A couple of funny incidents: tonight, taking the cab home from the cinema, the cabbie had no idea where to go. We were maybe a 10-minute cab ride from the center, and our hostel’s near the big road that runs down the middle of town. I gave him the address, and he wandered in circles, eventually stopping to ask some other cabbies. Several of them stood outside the car, waving their arms and giving directions – mostly repeating the same set of directions multiple times, which were, as they always are in Central America “la vuelta, y entonces RRRRRRRRecto” which basically means turn here, and then go straight ahead!!! Somehow, every single time we ask for directions in CA, we are told to go RRRRRRRecto. It’s hilarious. Of course, everything is straight ahead. What makes the cabbie’s lostness even funnier is that San Jose is organized on a grid system, with streets running north-south, and avenues running east-west. What’s more, they are numbered. We wanted 5th Avenue, between 36 and 38th streets. So, how did he get to be a cabbie here…?

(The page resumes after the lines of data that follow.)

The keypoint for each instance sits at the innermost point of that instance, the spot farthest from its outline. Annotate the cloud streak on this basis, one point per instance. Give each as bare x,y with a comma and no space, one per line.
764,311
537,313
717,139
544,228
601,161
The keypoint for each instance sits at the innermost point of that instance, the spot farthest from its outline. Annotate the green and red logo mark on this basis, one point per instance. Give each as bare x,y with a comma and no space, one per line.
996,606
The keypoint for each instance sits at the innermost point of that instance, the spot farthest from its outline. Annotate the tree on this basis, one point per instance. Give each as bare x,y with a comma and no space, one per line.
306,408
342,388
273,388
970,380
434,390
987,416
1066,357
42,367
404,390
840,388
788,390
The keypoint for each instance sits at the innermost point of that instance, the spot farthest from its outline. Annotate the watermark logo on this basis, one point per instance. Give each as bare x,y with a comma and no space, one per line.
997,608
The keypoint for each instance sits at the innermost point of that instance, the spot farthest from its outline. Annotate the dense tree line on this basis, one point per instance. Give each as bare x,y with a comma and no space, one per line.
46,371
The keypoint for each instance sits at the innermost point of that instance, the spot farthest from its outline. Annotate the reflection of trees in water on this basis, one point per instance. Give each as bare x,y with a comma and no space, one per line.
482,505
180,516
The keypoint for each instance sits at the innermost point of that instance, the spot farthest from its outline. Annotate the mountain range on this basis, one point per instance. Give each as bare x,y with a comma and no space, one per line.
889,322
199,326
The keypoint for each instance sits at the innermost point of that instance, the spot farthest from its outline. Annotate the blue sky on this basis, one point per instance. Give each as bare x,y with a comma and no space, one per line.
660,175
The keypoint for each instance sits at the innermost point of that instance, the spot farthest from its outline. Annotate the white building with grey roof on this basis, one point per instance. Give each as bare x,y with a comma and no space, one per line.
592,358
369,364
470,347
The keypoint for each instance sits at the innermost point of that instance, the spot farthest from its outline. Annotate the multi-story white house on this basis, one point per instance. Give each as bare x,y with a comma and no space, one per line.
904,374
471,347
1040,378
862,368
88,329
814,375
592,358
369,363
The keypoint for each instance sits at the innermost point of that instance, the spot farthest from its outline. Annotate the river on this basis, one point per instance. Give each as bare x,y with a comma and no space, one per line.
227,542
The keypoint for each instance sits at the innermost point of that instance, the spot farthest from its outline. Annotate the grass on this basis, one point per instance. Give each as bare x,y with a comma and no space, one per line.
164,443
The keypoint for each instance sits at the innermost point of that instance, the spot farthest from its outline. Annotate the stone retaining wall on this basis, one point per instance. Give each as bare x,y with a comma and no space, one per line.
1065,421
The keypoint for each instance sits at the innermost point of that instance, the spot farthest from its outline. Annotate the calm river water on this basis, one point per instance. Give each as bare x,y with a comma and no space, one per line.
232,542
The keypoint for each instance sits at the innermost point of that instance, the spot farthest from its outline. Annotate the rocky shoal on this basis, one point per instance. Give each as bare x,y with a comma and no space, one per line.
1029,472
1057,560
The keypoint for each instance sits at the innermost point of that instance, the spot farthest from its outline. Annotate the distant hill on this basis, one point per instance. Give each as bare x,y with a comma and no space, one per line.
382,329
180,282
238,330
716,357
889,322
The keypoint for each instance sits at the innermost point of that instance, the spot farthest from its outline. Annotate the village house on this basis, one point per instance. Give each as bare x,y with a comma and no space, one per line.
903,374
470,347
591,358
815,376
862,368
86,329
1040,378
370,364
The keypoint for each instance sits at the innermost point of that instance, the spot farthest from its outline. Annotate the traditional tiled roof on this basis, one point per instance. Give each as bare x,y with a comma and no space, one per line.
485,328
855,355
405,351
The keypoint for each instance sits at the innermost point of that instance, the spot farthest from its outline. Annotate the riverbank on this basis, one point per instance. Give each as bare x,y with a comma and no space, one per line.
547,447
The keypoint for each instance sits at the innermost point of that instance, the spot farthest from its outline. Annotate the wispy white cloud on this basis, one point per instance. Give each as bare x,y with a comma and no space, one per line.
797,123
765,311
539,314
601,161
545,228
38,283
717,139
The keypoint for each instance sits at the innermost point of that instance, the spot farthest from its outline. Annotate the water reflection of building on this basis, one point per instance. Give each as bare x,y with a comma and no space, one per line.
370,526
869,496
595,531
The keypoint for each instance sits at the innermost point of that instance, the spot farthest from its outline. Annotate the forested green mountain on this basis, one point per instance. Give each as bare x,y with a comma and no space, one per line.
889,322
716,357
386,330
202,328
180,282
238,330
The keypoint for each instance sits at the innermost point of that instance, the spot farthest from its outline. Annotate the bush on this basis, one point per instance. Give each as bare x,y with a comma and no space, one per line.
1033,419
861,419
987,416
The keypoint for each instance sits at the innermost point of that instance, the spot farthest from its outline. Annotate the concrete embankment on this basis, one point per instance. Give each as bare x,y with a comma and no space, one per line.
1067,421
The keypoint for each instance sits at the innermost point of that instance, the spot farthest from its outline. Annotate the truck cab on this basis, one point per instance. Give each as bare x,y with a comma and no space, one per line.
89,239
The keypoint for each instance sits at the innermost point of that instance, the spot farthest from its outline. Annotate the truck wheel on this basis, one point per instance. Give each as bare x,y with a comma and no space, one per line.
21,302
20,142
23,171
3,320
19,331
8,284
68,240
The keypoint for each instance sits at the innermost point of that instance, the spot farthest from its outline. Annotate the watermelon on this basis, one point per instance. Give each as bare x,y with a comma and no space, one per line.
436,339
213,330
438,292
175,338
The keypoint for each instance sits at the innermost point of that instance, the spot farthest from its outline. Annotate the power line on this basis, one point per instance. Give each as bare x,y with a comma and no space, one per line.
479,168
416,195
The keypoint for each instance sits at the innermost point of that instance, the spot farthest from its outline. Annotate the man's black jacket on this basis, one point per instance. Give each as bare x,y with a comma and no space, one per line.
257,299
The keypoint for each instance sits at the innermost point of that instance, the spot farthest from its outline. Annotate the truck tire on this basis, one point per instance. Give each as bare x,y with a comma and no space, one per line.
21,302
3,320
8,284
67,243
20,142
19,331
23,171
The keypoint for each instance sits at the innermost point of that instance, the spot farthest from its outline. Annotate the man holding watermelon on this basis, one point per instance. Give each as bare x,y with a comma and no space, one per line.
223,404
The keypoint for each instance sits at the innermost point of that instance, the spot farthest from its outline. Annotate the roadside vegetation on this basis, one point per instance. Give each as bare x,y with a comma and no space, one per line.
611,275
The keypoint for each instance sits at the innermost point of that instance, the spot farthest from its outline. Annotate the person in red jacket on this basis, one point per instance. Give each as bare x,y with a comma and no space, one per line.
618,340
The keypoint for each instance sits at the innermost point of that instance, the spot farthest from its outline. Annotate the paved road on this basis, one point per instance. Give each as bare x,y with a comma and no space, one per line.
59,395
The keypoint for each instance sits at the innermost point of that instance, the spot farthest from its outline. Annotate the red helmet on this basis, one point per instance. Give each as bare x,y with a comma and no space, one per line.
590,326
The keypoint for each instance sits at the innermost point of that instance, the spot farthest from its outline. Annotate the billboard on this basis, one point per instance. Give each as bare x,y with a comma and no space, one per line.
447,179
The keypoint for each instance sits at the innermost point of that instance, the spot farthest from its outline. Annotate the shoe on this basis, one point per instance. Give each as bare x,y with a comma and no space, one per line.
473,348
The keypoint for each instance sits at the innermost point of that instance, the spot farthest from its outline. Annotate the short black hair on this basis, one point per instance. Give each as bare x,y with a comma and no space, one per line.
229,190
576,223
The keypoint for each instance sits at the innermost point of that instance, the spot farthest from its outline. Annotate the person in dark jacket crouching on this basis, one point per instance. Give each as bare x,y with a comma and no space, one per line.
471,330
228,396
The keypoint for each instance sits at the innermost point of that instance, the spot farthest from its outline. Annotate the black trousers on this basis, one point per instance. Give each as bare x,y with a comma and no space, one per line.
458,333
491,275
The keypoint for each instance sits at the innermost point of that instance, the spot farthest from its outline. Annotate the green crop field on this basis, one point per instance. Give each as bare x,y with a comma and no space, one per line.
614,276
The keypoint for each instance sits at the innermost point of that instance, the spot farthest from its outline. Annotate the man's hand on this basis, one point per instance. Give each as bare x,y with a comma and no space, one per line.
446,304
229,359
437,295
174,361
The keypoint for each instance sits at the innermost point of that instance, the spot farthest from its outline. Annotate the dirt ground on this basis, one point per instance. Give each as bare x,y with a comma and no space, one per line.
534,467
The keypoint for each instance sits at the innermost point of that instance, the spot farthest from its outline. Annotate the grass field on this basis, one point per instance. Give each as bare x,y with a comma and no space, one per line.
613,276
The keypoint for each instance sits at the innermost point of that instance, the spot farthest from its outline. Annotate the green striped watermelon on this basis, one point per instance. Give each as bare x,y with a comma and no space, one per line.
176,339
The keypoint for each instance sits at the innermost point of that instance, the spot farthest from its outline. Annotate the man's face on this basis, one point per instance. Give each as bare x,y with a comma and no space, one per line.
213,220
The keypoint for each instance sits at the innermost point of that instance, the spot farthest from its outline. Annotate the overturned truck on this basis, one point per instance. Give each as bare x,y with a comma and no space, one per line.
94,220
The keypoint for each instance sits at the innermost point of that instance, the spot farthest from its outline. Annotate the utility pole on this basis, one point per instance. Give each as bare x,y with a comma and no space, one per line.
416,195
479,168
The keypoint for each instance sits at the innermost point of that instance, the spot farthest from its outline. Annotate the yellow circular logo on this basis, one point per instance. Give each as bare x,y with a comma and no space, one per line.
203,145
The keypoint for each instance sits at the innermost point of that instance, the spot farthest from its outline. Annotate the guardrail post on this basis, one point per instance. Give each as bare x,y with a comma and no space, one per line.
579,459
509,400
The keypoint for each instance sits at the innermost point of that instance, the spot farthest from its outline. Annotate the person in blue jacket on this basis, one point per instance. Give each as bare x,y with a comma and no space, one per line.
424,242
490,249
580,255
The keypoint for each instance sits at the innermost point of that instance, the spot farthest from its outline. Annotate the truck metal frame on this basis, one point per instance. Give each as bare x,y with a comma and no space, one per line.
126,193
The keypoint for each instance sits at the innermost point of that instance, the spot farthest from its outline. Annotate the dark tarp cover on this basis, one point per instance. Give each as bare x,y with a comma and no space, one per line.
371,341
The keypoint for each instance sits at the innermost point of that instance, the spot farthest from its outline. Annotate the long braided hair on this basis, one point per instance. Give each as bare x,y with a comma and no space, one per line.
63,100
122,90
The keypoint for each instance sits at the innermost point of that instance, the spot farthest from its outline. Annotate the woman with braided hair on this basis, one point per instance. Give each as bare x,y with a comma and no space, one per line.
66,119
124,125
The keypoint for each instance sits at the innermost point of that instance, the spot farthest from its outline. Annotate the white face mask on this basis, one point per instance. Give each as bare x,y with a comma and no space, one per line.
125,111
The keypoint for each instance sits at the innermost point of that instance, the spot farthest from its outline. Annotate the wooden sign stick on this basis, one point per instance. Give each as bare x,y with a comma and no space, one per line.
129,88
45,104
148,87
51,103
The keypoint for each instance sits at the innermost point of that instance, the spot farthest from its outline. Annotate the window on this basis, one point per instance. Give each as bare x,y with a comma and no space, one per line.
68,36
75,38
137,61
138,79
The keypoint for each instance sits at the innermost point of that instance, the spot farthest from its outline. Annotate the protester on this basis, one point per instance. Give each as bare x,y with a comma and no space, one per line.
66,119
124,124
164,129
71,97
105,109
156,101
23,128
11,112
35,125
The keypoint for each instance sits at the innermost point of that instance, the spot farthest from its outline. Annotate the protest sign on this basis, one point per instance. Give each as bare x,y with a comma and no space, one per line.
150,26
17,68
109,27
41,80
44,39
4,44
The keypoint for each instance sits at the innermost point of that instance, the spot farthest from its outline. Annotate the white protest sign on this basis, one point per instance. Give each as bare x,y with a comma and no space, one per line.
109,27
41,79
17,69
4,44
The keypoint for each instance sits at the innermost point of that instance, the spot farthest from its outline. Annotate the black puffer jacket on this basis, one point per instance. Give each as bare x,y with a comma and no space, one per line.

Yesterday, when we were driving through a smallish town called Heredia, on our way back from Volcan Barva, we stopped to check our e-mail (hoping for something from the shipping companies). There was lots of parking space near the Central Square, but there were signs saying you needed a ticket to park there, and it wasn’t obvious how you got this ticket – did you buy it monthly? Did you pay at some station we couldn’t see? We ended up in a parqueo, as usual, and ran our errands. On our way back to the car, we asked a vegetable vendor about the signs – what type of ticket did we need, and where could we buy it? He pointed up the street and said ‘In the florist shop, of course!’ Of course!!

So, yes, we are enjoying Costa Rica. It’s one of our favorite countries so far. It’s easy to disfrutarnos here (one of my favorite Spanish words – disfrutar, to enjoy. Doesn’t it just sound like what it is?? It always makes me think of Carmen Miranda taking off her big fruit hat - dis-fruitar). The people are super-friendly, and the parks are stupendous. We’re chomping at the bit to get to South America, though….

1 comment:

Captain Ümlaut said...

Glad to hear you discovered Carrion! That's one of my favorite store names of all time.